The abstracts reads:

  • Changing precipitation characteristics directly affect society through their impacts on drought and floods, hydro-dams and urban drainage systems. Global warming increases the water holding capacity of the atmosphere and thus the risk of heavy precipitation. Here, we analyze daily precipitation records from over 700 Chinese stations from 1956-2005. The results show a significant shift from light to heavy precipitation over eastern China. An optimal fingerprinting analysis of simulations from 11 climate models driven by different combinations of historical anthropogenic (greenhouse gases, aerosols, land use, and ozone) and natural (volcanic and solar) forcings indicates that anthropogenic forcing on climate including increases in greenhouse gases (GHG) have had a detectable contribution to the observed shift towards heavy precipitation. We find some evidence that anthropogenic aerosols (AA) partially offset the effect of the GHG forcing, resulting in a weaker shift towards heavy precipitation in simulations that include the AA forcing than in simulations with just the GHG forcing. In addition to the thermodynamic mechanism, strengthened water vapor transport from the adjacent oceans and by midlatitude westerlies, resulting mainly from GHG-induced warming, also favors heavy precipitation over eastern China. Further GHG-induced warming is predicted to lead to an increasing shift towards heavy precipitation, leading to increased urban flooding and posing a significant challenge for mega-cities in China in the coming decades. Future reductions in AA emissions resulting from air pollution controls could exacerbate this tendency towards heavier precipitation.

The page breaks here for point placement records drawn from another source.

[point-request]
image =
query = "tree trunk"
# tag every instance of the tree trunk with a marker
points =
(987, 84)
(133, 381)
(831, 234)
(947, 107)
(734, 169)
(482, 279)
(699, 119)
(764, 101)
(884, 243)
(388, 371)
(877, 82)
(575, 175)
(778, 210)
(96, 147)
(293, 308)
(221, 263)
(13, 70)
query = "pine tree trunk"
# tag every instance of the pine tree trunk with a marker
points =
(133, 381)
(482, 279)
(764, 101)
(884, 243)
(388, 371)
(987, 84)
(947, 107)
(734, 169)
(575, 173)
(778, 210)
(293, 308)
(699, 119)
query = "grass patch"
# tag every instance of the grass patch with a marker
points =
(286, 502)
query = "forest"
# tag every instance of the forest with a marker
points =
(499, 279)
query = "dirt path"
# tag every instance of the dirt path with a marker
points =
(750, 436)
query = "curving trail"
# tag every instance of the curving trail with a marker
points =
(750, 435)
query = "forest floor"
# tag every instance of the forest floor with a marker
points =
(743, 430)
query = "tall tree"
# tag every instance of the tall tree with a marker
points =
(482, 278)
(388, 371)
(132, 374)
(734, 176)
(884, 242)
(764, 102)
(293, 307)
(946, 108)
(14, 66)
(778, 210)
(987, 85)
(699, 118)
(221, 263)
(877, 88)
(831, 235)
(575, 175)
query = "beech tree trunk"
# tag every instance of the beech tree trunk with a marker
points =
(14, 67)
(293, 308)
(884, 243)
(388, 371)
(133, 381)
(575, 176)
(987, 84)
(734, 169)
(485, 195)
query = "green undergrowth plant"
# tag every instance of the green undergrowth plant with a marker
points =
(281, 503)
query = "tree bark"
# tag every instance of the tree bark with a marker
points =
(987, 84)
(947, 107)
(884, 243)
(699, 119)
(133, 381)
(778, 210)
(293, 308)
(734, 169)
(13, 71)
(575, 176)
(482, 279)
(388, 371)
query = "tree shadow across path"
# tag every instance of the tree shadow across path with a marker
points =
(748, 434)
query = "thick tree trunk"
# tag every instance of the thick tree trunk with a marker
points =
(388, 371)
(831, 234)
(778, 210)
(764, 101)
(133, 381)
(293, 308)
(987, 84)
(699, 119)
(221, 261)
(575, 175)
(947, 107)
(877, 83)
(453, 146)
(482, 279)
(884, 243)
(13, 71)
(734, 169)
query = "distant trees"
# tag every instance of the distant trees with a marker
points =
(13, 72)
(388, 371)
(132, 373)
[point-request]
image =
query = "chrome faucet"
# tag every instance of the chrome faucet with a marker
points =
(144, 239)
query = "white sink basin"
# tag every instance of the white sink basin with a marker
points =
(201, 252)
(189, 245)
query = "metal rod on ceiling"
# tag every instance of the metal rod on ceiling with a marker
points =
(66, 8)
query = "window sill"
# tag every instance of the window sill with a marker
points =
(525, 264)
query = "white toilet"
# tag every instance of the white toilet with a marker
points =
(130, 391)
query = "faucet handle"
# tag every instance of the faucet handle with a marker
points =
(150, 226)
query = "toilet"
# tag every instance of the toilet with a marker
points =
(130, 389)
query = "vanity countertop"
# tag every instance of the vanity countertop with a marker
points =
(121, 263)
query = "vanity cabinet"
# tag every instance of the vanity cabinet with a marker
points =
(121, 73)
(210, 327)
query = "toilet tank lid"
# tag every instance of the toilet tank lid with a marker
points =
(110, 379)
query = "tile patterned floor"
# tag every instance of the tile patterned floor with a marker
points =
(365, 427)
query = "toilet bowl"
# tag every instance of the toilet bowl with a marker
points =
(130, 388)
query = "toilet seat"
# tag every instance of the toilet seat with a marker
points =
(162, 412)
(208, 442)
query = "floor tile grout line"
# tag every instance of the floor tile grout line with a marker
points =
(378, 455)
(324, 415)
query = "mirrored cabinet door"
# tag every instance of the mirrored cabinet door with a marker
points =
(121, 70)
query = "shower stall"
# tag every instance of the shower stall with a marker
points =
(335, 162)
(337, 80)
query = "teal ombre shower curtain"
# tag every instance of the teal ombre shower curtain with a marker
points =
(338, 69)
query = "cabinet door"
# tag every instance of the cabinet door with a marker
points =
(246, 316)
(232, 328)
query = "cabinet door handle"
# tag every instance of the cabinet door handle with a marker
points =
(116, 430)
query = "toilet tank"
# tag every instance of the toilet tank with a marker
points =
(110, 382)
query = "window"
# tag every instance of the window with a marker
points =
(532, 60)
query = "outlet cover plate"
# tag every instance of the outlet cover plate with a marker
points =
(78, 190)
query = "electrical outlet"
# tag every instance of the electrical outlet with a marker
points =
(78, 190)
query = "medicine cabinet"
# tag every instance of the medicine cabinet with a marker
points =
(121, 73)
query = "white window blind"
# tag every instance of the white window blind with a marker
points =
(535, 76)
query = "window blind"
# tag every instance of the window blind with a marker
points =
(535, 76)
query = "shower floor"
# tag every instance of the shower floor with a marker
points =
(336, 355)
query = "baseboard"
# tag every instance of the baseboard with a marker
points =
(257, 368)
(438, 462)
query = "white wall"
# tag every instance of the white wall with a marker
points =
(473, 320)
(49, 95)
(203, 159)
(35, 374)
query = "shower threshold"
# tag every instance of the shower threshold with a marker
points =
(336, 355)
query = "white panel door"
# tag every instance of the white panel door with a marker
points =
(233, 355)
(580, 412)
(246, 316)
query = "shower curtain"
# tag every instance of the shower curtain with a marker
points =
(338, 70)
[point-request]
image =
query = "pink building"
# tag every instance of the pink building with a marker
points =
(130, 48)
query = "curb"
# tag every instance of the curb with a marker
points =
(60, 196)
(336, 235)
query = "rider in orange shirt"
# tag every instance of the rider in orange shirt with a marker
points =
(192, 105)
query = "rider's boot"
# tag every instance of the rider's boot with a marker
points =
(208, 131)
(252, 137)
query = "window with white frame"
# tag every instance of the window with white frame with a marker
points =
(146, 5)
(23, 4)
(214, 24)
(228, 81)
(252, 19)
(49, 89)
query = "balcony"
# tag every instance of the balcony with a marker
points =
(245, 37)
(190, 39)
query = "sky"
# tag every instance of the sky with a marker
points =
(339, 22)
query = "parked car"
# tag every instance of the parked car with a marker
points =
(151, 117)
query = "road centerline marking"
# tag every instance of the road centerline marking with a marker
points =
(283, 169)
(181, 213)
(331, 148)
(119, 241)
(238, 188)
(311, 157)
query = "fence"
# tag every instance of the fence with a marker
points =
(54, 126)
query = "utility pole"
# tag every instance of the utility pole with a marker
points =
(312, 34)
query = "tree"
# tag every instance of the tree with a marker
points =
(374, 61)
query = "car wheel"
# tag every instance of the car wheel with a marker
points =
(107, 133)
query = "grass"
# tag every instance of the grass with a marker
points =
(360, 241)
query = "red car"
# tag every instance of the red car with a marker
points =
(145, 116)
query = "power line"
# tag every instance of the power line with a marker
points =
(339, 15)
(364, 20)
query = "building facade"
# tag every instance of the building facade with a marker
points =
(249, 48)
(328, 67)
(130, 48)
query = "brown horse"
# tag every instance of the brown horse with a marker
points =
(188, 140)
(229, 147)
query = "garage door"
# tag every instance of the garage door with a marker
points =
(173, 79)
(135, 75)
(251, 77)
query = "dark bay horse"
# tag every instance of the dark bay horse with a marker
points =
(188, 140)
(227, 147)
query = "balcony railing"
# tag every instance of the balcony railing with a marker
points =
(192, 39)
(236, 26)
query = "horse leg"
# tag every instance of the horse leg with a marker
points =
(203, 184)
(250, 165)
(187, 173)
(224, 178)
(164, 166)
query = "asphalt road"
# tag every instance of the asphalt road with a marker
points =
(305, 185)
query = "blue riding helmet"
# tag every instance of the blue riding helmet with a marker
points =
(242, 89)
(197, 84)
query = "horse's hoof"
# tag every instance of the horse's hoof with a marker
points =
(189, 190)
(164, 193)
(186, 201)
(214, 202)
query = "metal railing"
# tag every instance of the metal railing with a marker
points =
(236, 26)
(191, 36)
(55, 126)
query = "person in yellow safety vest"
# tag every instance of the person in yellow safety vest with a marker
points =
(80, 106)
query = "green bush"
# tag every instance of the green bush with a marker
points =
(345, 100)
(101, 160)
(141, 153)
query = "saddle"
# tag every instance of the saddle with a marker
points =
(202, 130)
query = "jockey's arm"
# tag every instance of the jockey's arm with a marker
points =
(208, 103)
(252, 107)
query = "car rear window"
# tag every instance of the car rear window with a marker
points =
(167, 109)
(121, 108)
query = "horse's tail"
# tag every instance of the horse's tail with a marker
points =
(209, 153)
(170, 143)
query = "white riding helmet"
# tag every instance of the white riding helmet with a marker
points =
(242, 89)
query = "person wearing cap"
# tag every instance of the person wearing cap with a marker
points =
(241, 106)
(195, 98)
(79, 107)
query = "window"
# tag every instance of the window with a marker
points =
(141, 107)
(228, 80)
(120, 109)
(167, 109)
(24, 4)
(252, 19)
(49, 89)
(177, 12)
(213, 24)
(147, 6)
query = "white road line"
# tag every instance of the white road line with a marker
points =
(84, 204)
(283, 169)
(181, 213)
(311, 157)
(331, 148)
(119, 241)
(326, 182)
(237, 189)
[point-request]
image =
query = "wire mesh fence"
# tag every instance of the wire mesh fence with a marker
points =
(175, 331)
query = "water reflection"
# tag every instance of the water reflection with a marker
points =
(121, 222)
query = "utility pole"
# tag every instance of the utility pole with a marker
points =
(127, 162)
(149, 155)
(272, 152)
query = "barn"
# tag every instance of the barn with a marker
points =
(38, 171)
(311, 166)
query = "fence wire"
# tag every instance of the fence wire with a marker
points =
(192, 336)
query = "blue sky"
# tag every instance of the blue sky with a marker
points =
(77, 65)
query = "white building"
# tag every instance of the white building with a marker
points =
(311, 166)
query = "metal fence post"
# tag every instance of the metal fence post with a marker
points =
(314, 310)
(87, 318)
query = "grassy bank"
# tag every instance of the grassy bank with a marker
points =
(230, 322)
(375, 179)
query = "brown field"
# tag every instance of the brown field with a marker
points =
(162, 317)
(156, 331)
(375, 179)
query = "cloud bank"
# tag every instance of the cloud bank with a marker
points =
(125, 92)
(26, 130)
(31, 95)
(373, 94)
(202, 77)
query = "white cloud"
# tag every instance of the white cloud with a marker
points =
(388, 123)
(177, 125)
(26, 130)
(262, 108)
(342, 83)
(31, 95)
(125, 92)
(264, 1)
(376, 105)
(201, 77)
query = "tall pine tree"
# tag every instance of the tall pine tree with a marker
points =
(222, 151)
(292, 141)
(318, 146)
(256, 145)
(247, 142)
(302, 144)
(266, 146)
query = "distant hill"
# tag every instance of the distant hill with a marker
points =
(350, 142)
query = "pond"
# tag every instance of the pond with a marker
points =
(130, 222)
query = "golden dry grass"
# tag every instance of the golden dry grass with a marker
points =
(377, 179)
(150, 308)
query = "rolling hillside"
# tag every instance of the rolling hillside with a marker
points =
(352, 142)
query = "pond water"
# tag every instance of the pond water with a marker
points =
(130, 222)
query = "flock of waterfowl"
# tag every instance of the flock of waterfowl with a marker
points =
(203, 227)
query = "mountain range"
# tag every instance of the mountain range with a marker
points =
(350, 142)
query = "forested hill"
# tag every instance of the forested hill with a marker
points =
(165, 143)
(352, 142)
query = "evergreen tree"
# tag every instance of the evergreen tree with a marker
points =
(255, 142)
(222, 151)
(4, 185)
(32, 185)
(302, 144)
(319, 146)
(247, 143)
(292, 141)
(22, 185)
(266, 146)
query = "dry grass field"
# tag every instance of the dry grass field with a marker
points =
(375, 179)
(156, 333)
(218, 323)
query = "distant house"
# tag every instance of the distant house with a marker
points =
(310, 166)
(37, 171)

  • We investigate whether the recently observed temperature and precipitation trends over the Baltic Sea Basin are consistent with state-of-the-art regional climate model projections. To address this question we use several data sources: 1) multi-decadal trends derived from various observational data sets, 2) estimates of natural variability provided by a 2,000-year paleoclimatic model simulation, and 3) response to greenhouse gas forcing derived from regional climate simulations driven by the A1B and RCP4.5 scenarios (from ENSEMBLES and CORDEX projects). Results indicate that, over the past decades, the climate in the Baltic Sea Basin has undergone a change that is beyond the estimated range of natural variability. We test the hypothesis that this change may be understood as a manifestation of global warming due to increasing concentrations of greenhouse gases (GHGs). We find that changes in near-surface temperature support our hypothesis that the effect of GHG is needed to simulate the observed changes. The pattern correlation and regression results clearly illustrate the concerted emergence of an anthropogenic signal consistent with the GHG signal in summer and autumn in the 21st century. However, none of the 19 regional climate simulations used in this study reproduce the observed warming. The observed trends in precipitation and surface solar radiation are also partially inconsistent with the expected changes due to GHG forcing. We conclude that, besides the regional response to GHG forcing, other human-made drivers have had an imprint. Regional emission of industrial aerosols has been strongly reduced in this region, and we suggest that this reduction may be the missing driver.